Von Klaus Bachhuber, Oberschleißheim

Viel mitbekommen haben die Oberschleißheimer von ihrem neuen Bürgermeister noch nicht. Das erste Anzapfen, in Oberschleißheim beim Frühlingsfest unmittelbar nach dem Dienstantritt üblicherweise der erste große Auftritt des Neuen, entfiel wegen Corona wie jeder andere öffentliche Akt, mit einer Panne ist der Bürgermeister bislang nicht ins Gerede gekommen und parteipolitisch herrscht gerade absolute Waffenruhe.

Seine ersten hundert Tage hat der neu gewählte Bürgermeister Markus Böck von der CSU überwiegend auch im Wortsinn im Amt verbracht, nämlich im Rathaus.

"Fluch und Segen" sieht er in der Corona-bedingten Sondersituation zum Amtsantritt. Einerseits vermisse er "das Repräsentieren, draußen bei den Leuten zu sein" extrem, sagt er. Andererseits habe er sich so zum Start quasi nur auf die Schreibtischarbeit und das Einfinden in die Verwaltungsabläufe konzentrieren können.

Böck hat nie dem Geneinderat angehört

Und das ist bei ihm nötiger als bei vielen anderen neuen Kollegen gewesen. Böck hat nie dem Gemeinderat angehört, als Polizist keine Schlüsselerfahrung für einen Kommunalpolitiker mitgebracht - und ist überhaupt erst mitten im Wahlkampf erstmals in der Ortspolitik in Erscheinung getreten.

"Am Reintasten werde ich noch einige Zeit sein", räumt er selbst ein. Dennoch fühle er sich nach der ersten Wegmarke von hundert Tagen "super angekommen". Wie erwartet, sei es "brutal viel Büroarbeit", aber darauf habe er sich eingestellt gehabt. In und mit der Gemeindeverwaltung funktioniere es "super", schwärmt er. Zunächst durch Corona isoliert, habe er mittlerweile auch "schon wichtige Gespräche führen können", wodurch sich die einzelnen Themen und Aufgaben immer weiter erschlössen. "Die Puzzleteile finden zusammen", umreißt er es, "eines baut auf dem anderen auf."

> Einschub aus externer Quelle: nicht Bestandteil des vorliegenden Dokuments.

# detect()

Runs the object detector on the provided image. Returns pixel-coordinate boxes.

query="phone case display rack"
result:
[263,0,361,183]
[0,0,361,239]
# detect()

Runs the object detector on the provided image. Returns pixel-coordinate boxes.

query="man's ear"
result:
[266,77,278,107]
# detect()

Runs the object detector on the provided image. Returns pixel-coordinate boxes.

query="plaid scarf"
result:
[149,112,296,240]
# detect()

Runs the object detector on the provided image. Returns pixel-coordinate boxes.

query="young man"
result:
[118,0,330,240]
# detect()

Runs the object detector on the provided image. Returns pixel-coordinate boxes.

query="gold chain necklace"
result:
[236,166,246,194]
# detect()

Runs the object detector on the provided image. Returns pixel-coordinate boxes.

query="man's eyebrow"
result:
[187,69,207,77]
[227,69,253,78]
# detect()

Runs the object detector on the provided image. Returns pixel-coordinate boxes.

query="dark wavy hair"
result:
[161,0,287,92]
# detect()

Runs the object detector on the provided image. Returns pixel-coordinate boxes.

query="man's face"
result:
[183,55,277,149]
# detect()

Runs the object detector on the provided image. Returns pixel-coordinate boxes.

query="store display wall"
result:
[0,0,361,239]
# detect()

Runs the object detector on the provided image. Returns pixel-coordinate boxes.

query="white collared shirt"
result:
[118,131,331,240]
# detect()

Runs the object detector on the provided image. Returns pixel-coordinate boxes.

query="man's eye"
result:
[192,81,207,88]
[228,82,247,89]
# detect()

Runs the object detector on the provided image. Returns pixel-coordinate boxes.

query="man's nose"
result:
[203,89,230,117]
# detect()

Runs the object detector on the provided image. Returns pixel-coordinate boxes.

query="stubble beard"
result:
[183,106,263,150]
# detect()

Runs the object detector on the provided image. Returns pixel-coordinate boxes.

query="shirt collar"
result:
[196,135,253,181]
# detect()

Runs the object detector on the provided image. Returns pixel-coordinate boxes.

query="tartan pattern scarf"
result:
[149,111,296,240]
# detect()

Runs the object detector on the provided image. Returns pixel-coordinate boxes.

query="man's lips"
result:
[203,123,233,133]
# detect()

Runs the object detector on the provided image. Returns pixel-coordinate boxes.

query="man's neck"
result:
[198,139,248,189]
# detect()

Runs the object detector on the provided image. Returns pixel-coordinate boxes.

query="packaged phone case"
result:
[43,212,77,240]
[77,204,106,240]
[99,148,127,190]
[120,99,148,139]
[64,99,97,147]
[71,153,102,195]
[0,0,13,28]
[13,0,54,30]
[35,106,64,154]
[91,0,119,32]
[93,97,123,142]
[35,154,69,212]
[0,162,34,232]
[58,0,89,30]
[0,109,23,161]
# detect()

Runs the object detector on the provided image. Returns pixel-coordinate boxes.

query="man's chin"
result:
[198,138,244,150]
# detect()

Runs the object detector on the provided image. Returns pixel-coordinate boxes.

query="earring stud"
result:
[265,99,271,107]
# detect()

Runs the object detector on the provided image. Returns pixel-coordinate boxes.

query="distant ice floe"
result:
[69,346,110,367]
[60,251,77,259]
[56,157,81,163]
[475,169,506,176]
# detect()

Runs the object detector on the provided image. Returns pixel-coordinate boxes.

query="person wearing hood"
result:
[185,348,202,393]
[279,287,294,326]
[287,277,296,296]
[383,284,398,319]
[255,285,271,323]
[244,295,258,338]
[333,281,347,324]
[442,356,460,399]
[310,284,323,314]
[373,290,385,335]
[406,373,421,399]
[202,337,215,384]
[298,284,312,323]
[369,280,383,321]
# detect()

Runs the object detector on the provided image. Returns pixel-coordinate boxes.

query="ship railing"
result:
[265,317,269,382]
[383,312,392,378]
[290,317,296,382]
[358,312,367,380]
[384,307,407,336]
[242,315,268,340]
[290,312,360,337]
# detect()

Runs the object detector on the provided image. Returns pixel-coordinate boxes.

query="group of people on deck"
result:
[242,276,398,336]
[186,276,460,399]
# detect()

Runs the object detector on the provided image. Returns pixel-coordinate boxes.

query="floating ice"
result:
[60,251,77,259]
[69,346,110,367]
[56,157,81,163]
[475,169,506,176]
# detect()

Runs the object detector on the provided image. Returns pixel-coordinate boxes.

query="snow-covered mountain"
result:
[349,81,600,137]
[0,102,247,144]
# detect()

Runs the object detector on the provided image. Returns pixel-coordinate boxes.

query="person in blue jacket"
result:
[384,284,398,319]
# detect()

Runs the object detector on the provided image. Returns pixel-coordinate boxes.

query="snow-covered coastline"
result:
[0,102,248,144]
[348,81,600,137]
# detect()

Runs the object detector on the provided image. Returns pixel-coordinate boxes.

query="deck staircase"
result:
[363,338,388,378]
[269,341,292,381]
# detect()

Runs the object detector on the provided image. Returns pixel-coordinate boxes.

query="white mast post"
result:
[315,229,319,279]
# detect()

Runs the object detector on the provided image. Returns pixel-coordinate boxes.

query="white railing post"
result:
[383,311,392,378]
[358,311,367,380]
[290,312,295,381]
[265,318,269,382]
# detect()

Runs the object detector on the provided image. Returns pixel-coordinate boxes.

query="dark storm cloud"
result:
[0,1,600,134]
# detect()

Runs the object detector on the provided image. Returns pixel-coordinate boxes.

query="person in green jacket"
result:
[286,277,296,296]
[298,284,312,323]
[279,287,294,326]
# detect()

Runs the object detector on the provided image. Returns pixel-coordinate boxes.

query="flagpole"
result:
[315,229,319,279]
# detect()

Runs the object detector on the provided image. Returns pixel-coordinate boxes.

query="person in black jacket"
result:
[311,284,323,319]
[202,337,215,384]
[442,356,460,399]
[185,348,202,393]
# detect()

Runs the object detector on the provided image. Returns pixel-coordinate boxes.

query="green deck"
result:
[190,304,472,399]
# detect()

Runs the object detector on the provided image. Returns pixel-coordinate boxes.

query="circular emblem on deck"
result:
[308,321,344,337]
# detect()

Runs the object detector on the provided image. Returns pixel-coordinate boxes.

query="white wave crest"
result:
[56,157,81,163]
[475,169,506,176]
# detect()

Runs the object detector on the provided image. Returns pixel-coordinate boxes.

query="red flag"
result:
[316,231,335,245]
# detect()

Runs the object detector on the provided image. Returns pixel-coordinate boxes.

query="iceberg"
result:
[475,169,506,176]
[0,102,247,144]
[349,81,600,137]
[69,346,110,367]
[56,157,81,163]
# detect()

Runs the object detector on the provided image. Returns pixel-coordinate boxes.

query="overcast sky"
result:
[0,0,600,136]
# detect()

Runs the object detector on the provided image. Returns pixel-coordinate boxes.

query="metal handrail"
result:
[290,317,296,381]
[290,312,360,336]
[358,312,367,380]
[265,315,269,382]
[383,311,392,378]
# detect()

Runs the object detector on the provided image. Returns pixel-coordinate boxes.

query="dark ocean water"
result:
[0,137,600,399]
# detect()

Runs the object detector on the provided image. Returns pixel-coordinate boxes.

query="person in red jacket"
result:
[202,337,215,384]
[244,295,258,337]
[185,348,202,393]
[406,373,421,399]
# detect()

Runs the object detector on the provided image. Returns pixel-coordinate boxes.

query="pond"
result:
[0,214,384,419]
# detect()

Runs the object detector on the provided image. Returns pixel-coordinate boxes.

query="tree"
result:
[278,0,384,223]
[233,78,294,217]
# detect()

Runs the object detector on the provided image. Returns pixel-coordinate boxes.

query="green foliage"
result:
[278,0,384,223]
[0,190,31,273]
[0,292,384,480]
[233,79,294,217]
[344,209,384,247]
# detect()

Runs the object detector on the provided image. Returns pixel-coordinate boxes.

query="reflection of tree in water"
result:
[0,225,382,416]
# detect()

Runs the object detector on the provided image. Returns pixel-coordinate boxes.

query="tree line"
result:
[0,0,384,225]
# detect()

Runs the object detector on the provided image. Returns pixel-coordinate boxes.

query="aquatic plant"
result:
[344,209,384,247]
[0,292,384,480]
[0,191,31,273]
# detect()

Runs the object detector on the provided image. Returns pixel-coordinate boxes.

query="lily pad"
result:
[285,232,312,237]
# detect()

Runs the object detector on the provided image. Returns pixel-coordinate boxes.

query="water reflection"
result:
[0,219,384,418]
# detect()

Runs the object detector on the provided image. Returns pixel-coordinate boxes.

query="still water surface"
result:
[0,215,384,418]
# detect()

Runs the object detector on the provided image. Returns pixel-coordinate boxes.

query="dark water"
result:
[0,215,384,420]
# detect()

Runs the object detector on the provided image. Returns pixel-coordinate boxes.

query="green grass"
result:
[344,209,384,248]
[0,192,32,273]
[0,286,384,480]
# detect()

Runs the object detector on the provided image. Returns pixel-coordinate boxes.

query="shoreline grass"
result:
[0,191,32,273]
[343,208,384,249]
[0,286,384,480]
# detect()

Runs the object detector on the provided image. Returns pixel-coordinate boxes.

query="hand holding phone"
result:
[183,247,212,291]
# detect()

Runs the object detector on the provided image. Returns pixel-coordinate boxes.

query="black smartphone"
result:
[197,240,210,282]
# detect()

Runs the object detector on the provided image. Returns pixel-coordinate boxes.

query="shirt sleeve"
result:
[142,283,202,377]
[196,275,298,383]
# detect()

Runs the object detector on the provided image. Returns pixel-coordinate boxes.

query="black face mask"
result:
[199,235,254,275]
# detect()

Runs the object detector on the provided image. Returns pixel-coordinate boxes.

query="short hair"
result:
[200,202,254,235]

Die Aufgaben, die er auf seinem Schreibtisch hat, lesen sich nur unwesentlich anders als in der Hundert-Tage-Bilanz seines Amtsvorgängers Christian Kuchlbauer (Freie Wähler) vor sechs Jahren. Für die Realisierung der beiden ausstehenden Wohn- und Geschäftsblöcke zur Abrundung der neuen Ortsmitte, 2014 schon akut, habe es "sehr schnell" Gespräche gegeben, berichtet Böck. Jetzt sei er "fest überzeugt, dass dies das erste Projekt ist, das in meiner Amtszeit umgesetzt wird".

Auch die Realisierung eines neuen Gewerbegebiets und der Wohnbebauung an Kreuzacker und Schäferanger, Themen bereits 2014, haben den Bürgermeister schon umgetrieben. "Beim Gewerbegebiet müssen wir anpacken", stellt er klar, damit müsse endlich die Einnahmesituation der Gemeinde aufgebessert werden.

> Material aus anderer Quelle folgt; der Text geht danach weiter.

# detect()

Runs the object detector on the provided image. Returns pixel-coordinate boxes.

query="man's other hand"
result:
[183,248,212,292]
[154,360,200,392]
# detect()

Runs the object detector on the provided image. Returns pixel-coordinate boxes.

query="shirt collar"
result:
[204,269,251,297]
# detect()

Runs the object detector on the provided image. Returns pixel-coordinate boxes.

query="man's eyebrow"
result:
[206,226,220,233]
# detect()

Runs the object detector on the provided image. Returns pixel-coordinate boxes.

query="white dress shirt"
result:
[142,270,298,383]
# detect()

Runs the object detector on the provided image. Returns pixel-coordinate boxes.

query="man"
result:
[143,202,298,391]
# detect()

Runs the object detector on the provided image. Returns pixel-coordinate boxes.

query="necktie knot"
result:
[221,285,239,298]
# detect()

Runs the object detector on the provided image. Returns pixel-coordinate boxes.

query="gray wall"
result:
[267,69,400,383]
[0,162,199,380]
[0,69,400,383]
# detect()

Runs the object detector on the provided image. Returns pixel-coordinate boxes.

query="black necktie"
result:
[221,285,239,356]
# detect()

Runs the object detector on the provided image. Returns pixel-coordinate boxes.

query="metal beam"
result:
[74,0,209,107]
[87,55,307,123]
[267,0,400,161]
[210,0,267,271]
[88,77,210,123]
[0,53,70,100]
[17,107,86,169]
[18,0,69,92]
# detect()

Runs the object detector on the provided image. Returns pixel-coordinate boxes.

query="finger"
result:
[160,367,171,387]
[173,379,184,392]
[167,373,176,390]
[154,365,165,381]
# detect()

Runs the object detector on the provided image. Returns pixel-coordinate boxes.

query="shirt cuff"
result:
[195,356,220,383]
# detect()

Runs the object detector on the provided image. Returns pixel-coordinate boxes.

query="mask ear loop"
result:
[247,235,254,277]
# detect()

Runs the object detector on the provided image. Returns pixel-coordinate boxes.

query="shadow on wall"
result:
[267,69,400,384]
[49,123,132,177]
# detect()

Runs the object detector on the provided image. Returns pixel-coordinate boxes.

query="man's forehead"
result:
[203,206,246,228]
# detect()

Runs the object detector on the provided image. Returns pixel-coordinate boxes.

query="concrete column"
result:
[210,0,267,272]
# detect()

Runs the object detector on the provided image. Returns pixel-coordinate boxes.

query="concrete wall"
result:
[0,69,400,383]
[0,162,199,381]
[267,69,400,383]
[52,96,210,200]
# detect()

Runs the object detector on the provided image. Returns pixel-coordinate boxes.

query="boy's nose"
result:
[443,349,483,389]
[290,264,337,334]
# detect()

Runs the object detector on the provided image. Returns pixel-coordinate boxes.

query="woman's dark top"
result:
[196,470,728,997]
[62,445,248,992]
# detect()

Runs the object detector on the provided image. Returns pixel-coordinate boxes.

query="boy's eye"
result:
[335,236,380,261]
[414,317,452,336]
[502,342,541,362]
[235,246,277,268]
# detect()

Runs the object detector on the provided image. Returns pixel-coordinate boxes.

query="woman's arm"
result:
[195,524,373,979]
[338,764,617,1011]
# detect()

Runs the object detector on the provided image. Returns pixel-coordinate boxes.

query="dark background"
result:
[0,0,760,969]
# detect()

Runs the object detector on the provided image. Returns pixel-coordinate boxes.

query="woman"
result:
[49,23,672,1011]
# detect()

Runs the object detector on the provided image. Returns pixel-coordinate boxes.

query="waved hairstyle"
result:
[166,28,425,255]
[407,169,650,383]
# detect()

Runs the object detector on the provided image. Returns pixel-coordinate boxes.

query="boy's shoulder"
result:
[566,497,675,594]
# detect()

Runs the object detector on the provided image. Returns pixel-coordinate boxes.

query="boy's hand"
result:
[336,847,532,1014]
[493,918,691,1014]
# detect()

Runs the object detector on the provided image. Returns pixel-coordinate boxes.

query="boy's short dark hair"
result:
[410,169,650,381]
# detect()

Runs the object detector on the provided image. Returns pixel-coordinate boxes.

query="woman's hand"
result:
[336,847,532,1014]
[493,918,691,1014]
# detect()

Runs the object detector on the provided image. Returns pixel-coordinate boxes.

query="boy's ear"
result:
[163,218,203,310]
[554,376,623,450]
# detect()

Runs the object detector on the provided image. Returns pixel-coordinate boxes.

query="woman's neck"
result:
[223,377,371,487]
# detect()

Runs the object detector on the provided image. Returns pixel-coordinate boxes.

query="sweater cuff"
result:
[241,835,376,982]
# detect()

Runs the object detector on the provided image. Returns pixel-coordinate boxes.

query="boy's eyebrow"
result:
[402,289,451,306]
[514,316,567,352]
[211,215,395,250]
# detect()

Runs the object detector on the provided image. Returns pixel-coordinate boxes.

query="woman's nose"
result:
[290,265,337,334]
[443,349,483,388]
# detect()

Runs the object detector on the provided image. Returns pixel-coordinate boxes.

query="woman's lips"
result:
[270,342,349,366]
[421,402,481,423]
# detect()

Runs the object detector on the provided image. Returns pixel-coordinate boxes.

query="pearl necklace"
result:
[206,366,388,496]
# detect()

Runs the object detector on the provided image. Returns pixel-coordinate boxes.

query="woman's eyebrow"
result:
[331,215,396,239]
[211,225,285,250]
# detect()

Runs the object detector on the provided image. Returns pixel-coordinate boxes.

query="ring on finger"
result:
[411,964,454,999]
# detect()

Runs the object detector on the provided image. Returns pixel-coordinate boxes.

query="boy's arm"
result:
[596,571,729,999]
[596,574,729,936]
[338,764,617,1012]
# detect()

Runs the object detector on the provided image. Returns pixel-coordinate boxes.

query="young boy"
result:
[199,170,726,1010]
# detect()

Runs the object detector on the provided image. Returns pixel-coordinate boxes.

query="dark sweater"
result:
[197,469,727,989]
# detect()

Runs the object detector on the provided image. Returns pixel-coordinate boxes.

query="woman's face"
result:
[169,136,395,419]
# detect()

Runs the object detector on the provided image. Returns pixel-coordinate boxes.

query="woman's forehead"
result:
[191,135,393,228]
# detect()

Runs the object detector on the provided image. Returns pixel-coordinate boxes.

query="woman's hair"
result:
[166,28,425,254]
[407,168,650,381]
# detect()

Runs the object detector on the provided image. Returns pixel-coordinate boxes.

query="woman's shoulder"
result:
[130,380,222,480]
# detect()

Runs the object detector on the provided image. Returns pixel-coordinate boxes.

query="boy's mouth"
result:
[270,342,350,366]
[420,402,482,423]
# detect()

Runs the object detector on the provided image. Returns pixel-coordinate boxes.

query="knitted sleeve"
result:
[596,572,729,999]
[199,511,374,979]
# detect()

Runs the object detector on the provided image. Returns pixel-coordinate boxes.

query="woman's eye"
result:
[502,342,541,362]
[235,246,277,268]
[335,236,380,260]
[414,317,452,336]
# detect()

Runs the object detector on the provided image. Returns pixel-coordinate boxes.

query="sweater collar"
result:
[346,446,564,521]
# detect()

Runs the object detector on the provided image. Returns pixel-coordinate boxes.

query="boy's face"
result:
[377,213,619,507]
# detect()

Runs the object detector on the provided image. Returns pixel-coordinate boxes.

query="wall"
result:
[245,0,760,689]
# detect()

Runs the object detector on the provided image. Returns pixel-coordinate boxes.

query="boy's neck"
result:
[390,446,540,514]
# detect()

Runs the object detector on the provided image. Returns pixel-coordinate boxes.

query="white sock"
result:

Den Gemeindehaushalt hat Böck als "Achillesferse" aller Pläne und Visionen ausgemacht. Wegen der Steuerausfälle durch die Corona-Krise war die Überarbeitung des Etats für 2020 gleich sein unfreiwilliger Crashkurs in Gemeindefinanzen. An eigene Projekte sei da noch nicht zu denken gewesen, betont er: "Es gibt zu viel Arbeit an den bestehenden Aufgaben." Und zu wenig Mittel, um alles zu finanzieren, was schon lange gewollt, gewünscht und ins Auge gefasst ist.

Der Schritt vom Mitarbeiter zum Chef ist nicht einfach

Umsetzen will Böck jetzt erst einmal einige Korrekturen an den Strukturen im Rathaus. Dort habe er "schon das ein oder andere erkannt, was zu ändern wäre", berichtet er, aber er werde das "nicht mit dem Hammer durchsetzen".

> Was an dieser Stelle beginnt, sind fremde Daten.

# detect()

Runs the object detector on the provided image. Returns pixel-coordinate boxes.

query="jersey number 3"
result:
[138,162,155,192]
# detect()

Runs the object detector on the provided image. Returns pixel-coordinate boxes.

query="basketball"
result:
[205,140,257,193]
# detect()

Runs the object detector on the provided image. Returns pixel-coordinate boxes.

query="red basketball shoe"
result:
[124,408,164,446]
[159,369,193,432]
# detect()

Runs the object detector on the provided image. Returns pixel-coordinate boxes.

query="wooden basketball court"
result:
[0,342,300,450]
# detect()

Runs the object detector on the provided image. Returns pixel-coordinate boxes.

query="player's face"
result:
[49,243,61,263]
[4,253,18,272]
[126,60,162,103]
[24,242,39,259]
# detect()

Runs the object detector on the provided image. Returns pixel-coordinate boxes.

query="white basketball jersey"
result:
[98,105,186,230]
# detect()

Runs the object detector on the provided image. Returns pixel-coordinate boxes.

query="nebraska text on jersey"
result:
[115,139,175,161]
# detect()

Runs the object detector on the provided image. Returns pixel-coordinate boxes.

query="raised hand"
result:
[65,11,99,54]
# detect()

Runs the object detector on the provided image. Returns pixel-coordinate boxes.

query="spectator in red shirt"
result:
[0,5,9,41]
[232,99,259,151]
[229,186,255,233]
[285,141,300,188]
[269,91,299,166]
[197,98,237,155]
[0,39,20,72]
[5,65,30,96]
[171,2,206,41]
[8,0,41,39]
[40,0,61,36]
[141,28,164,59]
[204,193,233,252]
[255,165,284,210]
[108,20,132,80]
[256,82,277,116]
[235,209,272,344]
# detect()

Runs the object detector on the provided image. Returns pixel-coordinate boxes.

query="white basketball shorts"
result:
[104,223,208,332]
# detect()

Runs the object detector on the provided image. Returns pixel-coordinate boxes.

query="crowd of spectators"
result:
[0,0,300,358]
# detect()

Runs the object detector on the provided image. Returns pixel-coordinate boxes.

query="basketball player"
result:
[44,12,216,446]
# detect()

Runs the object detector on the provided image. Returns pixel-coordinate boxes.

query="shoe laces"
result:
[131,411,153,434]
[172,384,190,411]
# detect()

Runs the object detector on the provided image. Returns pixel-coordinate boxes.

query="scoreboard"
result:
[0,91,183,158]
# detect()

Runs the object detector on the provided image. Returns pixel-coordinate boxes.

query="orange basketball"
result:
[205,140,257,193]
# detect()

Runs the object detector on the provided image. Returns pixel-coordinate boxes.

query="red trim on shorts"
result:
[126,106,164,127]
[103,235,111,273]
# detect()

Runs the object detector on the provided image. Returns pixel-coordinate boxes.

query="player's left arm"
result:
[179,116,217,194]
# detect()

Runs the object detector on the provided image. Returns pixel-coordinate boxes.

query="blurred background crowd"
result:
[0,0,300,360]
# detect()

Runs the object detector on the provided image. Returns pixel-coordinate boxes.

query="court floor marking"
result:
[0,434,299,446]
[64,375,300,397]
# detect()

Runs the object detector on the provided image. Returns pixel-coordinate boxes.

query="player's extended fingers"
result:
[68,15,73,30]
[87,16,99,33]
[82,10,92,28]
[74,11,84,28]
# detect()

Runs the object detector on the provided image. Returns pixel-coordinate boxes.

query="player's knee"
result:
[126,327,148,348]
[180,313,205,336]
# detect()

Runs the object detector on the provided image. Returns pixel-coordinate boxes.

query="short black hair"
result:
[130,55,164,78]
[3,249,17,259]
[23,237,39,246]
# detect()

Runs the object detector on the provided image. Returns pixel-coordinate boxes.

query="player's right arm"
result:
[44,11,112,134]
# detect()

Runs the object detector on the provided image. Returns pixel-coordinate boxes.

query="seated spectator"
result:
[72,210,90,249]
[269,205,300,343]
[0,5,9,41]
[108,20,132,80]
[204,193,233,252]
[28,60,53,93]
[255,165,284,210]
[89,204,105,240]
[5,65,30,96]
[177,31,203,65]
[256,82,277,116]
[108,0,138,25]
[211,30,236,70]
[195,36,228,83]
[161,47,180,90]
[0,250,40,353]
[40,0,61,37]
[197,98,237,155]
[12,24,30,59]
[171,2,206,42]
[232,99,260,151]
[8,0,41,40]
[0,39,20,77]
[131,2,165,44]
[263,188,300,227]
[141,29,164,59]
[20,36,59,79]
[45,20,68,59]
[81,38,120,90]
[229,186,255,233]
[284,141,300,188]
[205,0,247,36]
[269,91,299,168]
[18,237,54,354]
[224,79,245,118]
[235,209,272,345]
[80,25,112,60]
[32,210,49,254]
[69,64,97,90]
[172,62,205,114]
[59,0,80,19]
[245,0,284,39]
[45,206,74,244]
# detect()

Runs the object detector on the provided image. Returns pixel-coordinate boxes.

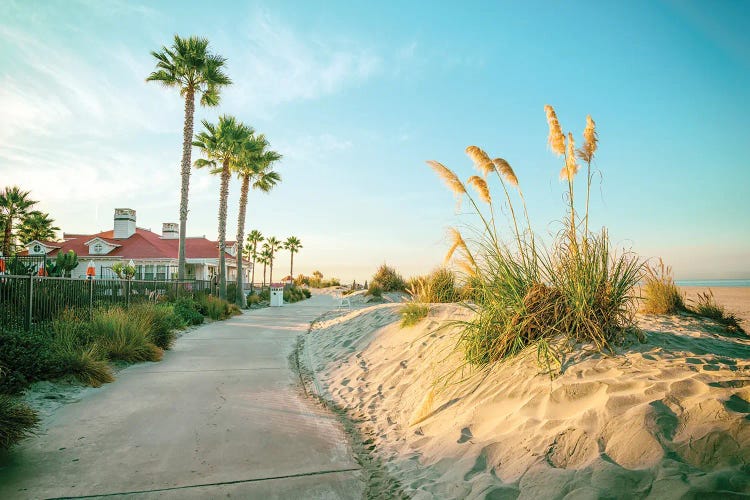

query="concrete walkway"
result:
[0,296,363,500]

Seine neue Rolle als Chef von annähernd hundert Mitarbeitern war übrigens das, was dem Politnovizen das fremdeste Gefühl vermittelt hat. "Damit hatte ich noch nie Berührungspunkte", sagt er, "und der Schritt vom Mitarbeiter zum Chef ist nicht der einfachste..." Völlig neu etablieren möchte er einen engen Austausch und Informationsabgleich mit seinen Stellvertretern Harald Müller (SPD) und Casimir Katz (FDP). Dieses Forum hatte es zuvor nicht gegeben, nachdem der Draht zwischen Kuchlbauer und seiner Vize Angelika Kühlewein (CSU) bestenfalls suboptimal gewesen war.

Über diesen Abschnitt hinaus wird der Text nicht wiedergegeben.